Dow Jones Risk & Compliance, a data intelligence division of Dow Jones, leverages Xapien to reduce counterpart due diligence from several days to minutes, enhancing compliance and client confidence.
Arc Intelligence, a provider of predictive analytics, illustrates how AI can detect early warning signs of borrower defaults by examining repayment histories and portfolio trends. This forward-thinking strategy is particularly significant in private credit, where defaults pose substantial downside risks.
Similarly, Dealroom, a global data provider catering to startups and venture capital, applies AI to analyse intricate financial and contractual documents, effectively uncovering risk insights.

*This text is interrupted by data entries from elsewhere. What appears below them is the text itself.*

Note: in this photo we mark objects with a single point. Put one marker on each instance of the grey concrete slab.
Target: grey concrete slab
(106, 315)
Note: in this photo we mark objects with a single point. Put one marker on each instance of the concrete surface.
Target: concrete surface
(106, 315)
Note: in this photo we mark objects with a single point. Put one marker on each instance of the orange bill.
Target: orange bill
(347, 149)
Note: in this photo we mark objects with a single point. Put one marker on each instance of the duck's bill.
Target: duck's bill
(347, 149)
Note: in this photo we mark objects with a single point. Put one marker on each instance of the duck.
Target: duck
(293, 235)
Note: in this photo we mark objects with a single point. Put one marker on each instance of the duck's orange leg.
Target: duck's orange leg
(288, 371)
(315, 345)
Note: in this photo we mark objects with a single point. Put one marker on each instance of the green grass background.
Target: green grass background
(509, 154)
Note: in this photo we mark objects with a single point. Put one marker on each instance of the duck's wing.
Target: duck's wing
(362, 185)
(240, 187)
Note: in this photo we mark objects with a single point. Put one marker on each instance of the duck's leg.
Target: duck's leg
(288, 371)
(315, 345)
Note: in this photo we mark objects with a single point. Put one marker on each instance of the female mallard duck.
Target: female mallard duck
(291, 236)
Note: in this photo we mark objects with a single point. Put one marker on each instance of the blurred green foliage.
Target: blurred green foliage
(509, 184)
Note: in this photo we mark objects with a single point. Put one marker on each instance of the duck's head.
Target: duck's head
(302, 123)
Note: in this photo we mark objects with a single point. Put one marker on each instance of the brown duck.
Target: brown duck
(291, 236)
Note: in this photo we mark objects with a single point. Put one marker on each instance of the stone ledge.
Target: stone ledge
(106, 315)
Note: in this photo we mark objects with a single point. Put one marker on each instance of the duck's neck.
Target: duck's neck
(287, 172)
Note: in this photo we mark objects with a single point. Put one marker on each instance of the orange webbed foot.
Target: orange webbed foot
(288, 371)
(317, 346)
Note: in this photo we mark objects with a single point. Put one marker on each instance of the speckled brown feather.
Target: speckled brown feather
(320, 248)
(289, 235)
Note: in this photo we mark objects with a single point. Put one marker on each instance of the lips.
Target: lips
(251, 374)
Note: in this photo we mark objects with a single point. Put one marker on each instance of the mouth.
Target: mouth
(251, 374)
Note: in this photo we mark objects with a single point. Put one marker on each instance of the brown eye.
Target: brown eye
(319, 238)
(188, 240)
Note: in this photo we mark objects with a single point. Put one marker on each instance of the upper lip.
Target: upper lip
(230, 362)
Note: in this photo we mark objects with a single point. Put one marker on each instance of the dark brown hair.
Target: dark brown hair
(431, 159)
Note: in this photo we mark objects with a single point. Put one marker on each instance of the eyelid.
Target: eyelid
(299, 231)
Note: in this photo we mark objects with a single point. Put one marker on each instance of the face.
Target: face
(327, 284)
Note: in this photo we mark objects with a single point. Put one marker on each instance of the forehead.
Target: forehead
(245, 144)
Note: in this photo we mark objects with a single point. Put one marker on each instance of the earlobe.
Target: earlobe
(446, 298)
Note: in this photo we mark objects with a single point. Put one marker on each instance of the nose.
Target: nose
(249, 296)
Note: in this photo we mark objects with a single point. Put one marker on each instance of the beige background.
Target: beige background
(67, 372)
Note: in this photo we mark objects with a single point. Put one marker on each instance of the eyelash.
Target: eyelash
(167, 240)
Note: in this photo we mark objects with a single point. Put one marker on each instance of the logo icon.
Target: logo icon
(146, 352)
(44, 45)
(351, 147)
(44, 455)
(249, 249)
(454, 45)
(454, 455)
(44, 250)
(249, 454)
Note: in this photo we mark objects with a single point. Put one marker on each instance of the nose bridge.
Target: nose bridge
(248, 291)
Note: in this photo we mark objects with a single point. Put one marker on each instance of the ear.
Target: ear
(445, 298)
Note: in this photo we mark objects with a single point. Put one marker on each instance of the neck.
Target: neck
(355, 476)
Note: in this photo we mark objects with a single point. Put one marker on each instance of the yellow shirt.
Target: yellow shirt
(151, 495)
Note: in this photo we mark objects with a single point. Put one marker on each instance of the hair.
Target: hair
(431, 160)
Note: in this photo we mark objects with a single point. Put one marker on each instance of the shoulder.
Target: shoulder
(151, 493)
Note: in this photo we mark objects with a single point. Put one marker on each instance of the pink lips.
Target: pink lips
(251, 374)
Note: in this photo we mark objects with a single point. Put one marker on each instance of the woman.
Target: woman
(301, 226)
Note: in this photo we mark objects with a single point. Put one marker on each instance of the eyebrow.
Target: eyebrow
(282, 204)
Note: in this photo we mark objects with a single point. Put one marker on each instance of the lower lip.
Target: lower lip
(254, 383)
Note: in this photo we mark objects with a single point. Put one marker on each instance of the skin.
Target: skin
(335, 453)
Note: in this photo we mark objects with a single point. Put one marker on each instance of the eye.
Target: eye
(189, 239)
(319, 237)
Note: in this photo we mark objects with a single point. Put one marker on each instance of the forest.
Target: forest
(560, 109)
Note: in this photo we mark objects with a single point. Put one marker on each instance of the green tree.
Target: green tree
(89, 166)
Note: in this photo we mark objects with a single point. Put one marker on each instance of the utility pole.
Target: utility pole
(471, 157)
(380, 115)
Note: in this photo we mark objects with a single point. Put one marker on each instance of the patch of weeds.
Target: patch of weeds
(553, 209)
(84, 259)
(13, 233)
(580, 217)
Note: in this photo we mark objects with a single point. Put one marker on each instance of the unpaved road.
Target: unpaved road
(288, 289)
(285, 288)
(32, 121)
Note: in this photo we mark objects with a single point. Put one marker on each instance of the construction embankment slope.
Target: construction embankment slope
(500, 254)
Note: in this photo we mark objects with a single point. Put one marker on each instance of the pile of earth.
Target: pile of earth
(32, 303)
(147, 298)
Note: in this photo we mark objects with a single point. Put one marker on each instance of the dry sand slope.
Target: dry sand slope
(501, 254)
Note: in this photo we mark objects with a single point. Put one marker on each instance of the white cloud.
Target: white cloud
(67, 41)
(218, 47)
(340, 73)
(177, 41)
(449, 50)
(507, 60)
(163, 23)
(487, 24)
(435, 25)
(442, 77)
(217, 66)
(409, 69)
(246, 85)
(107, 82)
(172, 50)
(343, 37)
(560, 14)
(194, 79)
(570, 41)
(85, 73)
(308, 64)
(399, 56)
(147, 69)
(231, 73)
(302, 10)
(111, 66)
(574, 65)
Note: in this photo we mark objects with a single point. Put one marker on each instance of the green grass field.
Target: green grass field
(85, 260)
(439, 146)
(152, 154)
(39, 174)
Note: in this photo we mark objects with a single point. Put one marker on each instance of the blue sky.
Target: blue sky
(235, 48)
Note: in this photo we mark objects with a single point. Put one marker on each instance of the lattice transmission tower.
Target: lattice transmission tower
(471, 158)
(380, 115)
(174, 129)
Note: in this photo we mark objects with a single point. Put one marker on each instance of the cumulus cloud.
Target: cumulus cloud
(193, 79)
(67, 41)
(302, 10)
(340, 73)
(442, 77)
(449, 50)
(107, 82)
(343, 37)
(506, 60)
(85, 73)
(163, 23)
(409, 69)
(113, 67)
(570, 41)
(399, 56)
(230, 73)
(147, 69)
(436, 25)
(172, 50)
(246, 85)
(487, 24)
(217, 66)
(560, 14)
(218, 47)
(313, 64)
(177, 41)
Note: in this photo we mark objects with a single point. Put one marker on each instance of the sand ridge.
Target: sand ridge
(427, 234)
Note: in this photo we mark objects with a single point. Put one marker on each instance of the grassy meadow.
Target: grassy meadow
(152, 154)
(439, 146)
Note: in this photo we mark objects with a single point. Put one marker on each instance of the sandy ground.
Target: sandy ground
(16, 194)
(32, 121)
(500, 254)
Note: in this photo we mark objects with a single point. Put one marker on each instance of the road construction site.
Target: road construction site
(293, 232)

Emerging Platforms: Domain-Focused AI Tools:
AI adoption in private debt is not limited to large institutions. A new generation of startups is building purpose-built solutions that target specific pain points across diligence workflows. The following examples demonstrate how domain-focused platforms are redefining the deal room experience:
Hebbia, an AI startup based in the U.S., has created Matrix, a document intelligence platform utilised by investment banks, asset managers, and private equity firms. Matrix enables users to search through thousands of deal-room documents using plain English and provides answers with citations, thereby alleviating diligence bottlenecks.
Intanify, an AI platform designed for small and medium-sized enterprises and intellectual property audits, integrates knowledge-graph intelligence with expert metadata to identify potential “red flags” during diligence. Its emphasis on automated risk scoring makes it an invaluable resource for mid-market transactions.
Challenges: Bias, Security, and Human Oversight:
While the advantages are evident, using AI in due diligence has drawbacks. If not adequately managed, issues such as bias in training data, excessive dependence on automation, and security risks can undermine results. Companies are addressing these challenges through robust governance frameworks and human oversight:
Atalaya Capital Management, a private credit investment firm, has pointed out that AI tools can sometimes struggle when applied to new asset classes or regions not represented in the training data. Managing domain shift is still a pressing challenge.
Palladium Digital, a digital transformation consultancy based in the UK, has created PrismGPT, a secure AI framework designed to prevent hallucinations and safeguard client confidentiality during due diligence. Such tailored frameworks are becoming crucial as firms strive to balance innovation with data sensitivity.
Conclusion: A Strategic Imperative, not a Silver Bullet
AI is undoubtedly transforming due diligence and private debt markets, providing quicker deal cycles, deeper risk insights, and innovative legal and compliance workflows. The adoption trend is evident from Liquidity Group’s swift analytics to Hebbia’s language-driven matrices, Intanify’s risk intelligence, and Xapien’s compliance features.
However, caution is necessary: data quality, relevance to the domain, AI security, and human oversight are crucial safeguards for implementation. For knowledgeable audiences, AI is not merely a trend but a strategic necessity that requires stringent governance, careful integration, and a maintained role for human judgment.
As private credit markets become increasingly competitive and intricate, firms that utilise AI with accuracy and caution will shape the future of due diligence excellence.